Les Catholiques conservateurs Nord-Américains, travaillant avec leurs classes politiques locales, sont souvent freinés dans la compréhension de cette situation. Ils se moquent des « théories de conspiration » sauvages des Traditionalistes avec notre discussion de table au sujet des francs-maçons et de l'infiltration communiste ... Qu’est-ce qui est venir ? Des enlèvements par des OVNI ? Mais sur le vieux continent, ces réalités sont reconnues comme faisant partie du paysage ; les Italiens savent que les Francs-Maçons et les Communistes ne sont pas des contes de fées ; les spectacles bien visibles de marteaux et de faucilles au défilé de la « Fierté Gay » chaque année à Rome étant un bon aperçu qui nous est donné. Nous avons couvé les Anglos qui ne savent vraiment pas combien il est banal pour les prêtres Italiens et même les Évêques de fonctionner ouvertement comme agitateurs ou sympathisants communistes.

Il y a de nombreuses années, lorsque j'ai commencé à m'intéresser à ces problèmes, j'ai commencé à lire sur les décisions des pays Occidentaux riches pour « réduire » les taux de natalité dans les « pays en développement » pauvres. À l'époque, je n'avais aucune objection forte à la contraception en soi, mais cela m'a frappé immédiatement que c'était une violation morale flagrante pour les riches de commencer à exiger que les pauvres cessent d'avoir des enfants afin qu'ils puissent conserver leur consommation extravagante indéfiniment. C'était clairement un cas de génocide à l'échelle mondiale. Mais c’est simplement le fait que les taux de fécondité Catholiques Européens ont commencé à plonger bien avant que les agences d'aide de l'ONU ne commencent à réduire les naissances dans les pays en développement.

Les programmes de contraception et de stérilisation en masse, y compris la propagande gouvernementale qui les encourage, sont des génocides. Et c'est ce que l'ONU a fait dans chaque pays « en développement » dans le monde depuis le début des années 1970. Compte tenu de ce que nous savons maintenant de la manière dont les choses ont fonctionné au Vatican depuis les années 1950, je ne vois aucune raison de ne pas soupçonner fortement que l'extermination de l'Europe Catholique, qui a été sur l'agenda Maçonnique séculier depuis le début du 19ème siècle, a été introduit dans l'Église par les Troyens qui ont retourné leur veste à Rome.

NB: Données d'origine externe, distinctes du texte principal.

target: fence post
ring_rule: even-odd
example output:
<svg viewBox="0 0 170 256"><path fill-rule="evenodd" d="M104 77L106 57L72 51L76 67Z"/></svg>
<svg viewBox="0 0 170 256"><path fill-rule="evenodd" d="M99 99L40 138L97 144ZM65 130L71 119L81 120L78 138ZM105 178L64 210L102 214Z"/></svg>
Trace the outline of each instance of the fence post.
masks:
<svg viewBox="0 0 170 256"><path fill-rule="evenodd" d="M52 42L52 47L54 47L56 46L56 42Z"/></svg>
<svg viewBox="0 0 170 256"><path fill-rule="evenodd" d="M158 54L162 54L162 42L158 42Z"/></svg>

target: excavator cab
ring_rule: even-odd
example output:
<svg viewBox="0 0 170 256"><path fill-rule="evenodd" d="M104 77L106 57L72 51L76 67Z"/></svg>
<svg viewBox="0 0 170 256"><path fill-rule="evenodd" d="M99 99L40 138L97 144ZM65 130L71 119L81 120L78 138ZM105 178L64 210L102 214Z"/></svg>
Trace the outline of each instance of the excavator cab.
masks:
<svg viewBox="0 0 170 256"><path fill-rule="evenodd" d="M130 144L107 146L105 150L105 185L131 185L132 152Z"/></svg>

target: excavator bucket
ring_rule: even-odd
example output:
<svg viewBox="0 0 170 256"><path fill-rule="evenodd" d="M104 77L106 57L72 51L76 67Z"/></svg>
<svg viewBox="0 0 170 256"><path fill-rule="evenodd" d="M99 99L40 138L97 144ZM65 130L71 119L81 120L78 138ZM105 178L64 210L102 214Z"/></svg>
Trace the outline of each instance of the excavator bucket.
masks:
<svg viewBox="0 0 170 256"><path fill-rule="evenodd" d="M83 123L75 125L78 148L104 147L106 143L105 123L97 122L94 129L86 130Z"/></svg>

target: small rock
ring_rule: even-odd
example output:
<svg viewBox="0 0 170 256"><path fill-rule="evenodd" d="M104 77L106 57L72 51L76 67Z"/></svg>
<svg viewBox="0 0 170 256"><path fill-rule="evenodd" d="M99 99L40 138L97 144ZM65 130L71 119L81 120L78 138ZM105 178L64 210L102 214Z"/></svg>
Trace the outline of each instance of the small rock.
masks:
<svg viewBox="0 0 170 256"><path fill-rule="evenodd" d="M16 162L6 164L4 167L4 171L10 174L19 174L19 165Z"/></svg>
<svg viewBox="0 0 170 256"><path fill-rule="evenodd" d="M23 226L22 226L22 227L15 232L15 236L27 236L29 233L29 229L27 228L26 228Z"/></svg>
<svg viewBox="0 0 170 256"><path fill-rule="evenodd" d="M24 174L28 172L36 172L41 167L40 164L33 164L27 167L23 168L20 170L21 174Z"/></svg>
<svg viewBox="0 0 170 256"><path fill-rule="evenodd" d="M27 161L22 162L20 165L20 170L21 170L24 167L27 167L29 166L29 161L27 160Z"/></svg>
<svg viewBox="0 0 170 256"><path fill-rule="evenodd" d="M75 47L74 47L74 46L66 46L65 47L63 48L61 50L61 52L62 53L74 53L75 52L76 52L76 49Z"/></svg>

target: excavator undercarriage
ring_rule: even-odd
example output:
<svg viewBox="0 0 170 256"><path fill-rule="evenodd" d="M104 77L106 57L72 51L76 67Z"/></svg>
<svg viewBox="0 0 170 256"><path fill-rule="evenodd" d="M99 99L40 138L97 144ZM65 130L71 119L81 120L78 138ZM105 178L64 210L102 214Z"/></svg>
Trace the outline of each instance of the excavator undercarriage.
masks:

[1] Les pays nommés dans la note de 1974 pour un traitement spécial étaient l'Inde, le Bangladesh, le Pakistan, l'Indonésie, la Thaïlande, les Philippines, la Turquie, le Nigéria, l'Égypte, l'Éthiopie, le Mexique, la Colombie et le Brésil. Avec les révélations depuis lors, les organisations de santé financées par l'ONU entrent dans les pays Sud-Américains et Africains et stérilisent les femmes sans leur connaissance ou consentement, on peut supposer que le mandat s'est élargi.

[2] Carter était l'un des adversaires les plus francs de l'Église de Humanae Vitae et l'auteur des paragraphes clés de la Déclaration de Winnipeg répudiant son enseignement moral. Il a publiquement appelé l'encyclique une « tragédie » et a publié des lignes directrices confessionnelles pour les prêtres, tout sauf leur incitant à l'ignorer : « En raison du doute dans l'ordre pratique, aucun prêtre ne peut refuser l'absolution aux personnes qui utilisent la pilule à moins que leur motif soit manifestement pécheur ».

[3] Secrétaire d'État 1979 - 1990, Casaroli était un diplomate du Vatican. Sous Jean XXIII, il était l'auteur de l'approche « Ostpolitik » du Vatican pour l'apaisement du Communisme. Il a été inclus dans la célèbre « Liste de Pecorelli » qui dénoncent les Francs-Maçons présumés du Vatican, tout comme son prédécesseur immédiat dans la fonction, Jean Villot.